Microsoft would be buying Nokia for its distribution channels, supply chain, manufacturing relationships, hardware design expertise, and global brand. Instead of having to convince hardware makers to ship Windows Phone 7, Microsoft could ship it, on its own handsets, to a global market that’s going to be making the shift from feature phones to smartphones over the next five years.
This would would be a significant change in Microsoft’s character as a company–it would be entering the hardware business in a big way for the first time. But that’s historically the only reason Microsoft makes big acquisitions–to get into a new market quickly.
Why not RIM? Because RIM’s main value is its software and integration with Microsoft Exchange in corporate datacenters–two areas where Microsoft is proving itself quite capable. If Microsoft were going to buy RIM to replace its creaky old Windows Mobile platform, it should have jumped two years ago, before building Windows Phone 7. That ship has sailed.
For hardware, RIM doesn’t have anything near the global footprint of Nokia, but would cost almost as much–its market cap stands at $30.4 billion versus Nokia’s $38.0 billion. If Microsoft is going to get into the phone business, it should buy number one.
Of course, there’s the bigger issue of whether Microsoft should get into the phone business at all.

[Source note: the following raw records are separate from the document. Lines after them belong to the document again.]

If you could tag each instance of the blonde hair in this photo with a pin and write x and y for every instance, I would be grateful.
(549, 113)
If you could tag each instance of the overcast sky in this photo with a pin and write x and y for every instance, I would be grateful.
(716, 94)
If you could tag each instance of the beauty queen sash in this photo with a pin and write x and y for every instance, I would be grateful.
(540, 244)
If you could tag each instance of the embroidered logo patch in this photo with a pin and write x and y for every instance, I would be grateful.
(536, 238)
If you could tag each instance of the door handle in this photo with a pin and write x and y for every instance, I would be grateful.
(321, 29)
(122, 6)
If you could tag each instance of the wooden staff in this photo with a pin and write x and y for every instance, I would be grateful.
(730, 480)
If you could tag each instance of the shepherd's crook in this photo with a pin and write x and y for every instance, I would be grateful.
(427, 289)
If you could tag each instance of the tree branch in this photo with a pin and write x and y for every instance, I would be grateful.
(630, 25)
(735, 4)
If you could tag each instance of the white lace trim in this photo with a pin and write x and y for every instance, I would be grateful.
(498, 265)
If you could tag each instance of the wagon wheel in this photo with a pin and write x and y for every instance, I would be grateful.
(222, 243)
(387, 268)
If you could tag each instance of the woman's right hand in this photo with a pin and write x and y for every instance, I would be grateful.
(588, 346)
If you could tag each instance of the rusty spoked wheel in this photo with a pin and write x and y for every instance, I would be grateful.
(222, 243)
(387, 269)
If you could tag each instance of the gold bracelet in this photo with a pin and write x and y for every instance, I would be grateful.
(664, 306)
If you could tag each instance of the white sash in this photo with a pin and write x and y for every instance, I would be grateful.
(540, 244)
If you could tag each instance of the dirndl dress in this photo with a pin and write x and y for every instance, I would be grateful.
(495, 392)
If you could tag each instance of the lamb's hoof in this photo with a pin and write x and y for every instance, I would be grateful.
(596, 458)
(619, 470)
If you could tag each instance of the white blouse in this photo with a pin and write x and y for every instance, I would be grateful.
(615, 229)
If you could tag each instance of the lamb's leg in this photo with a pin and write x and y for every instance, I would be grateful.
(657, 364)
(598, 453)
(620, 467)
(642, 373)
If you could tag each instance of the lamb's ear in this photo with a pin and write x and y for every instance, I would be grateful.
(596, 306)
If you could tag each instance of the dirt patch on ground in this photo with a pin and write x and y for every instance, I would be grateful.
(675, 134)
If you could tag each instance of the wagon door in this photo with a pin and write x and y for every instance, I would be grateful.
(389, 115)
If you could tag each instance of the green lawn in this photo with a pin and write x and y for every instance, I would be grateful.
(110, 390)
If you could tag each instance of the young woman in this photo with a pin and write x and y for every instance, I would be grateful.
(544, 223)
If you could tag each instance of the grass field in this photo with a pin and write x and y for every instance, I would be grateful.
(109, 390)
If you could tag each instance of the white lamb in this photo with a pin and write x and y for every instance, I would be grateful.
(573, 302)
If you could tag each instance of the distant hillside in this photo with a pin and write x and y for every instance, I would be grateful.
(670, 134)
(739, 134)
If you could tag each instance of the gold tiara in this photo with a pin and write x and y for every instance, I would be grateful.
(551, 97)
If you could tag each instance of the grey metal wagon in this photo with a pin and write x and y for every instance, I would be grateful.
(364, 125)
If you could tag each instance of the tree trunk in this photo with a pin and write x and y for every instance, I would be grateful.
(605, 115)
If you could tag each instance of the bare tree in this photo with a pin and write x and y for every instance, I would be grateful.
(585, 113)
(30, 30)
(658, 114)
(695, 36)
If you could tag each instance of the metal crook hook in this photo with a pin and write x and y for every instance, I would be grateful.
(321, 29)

After all, Google managed to get Android to nearly 25% global market share in less than two years with software alone. Can Microsoft really risk alienating its current hardware partners?
It may have no choice.
Google has a two year head start. When Android emerged, phone makers were desperate for a smartphone platform that was somewhat competitive with the iPhone. Android took them most of the way there.
Since then, Android has managed to ship on millions of handsets. Developers have built more than 200,000 apps for the Android Marketplace. If Microsoft waits to grow its share organically, it’s going to have a hard time convincing developers to favour Windows Phone 7 instead of going with the much bigger Android platform (not to mention iOS). Lack of apps means less consumer interest means fewer phones sold means less developer interest means lack of apps…and so on, down into the death spiral.
Google also has a different business model than Microsoft. Every time a new socket is created for the Internet, Google is more likely than any other company to earn some money from that socket–despite the rise of Facebook, users conduct an awful lot of Internet searches, and most of those searches are powered by Google. So Google can give its software away and still make money.
Microsoft doesn’t have that big, profitable Internet advertising business, and phones don’t have many natural ties to Microsoft’s core business in desktop PC software–in fact, smartphones tend to replace PCs. For Windows Phone 7, Microsoft gets a paltry $15 (or less) per handset, and perhaps some peripheral benefits like locking enterprises into Exchange (or Exchange Online) for mobile e-mail. That’s not enough to justify the huge investment necessary to be competitive in this market.
It’s still early days for Windows Phone 7, but check back in six months. If Windows Phone 7 still hasn’t started to ramp up its market share with an Android-like hockey stick curve, Microsoft’s last best bet is to start selling phones. And buying Nokia would be the quickest way to go hard into that business.
Microsoft’s other option at that point would be to get out of the mobile OS business altogether and focus on pushing other Microsoft software and services–Office, Exchange, SharePoint, Bing, Hotmail, Windows Azure, and so on–to every smartphone platform out there.
Microsoft isn’t known for giving up so easily.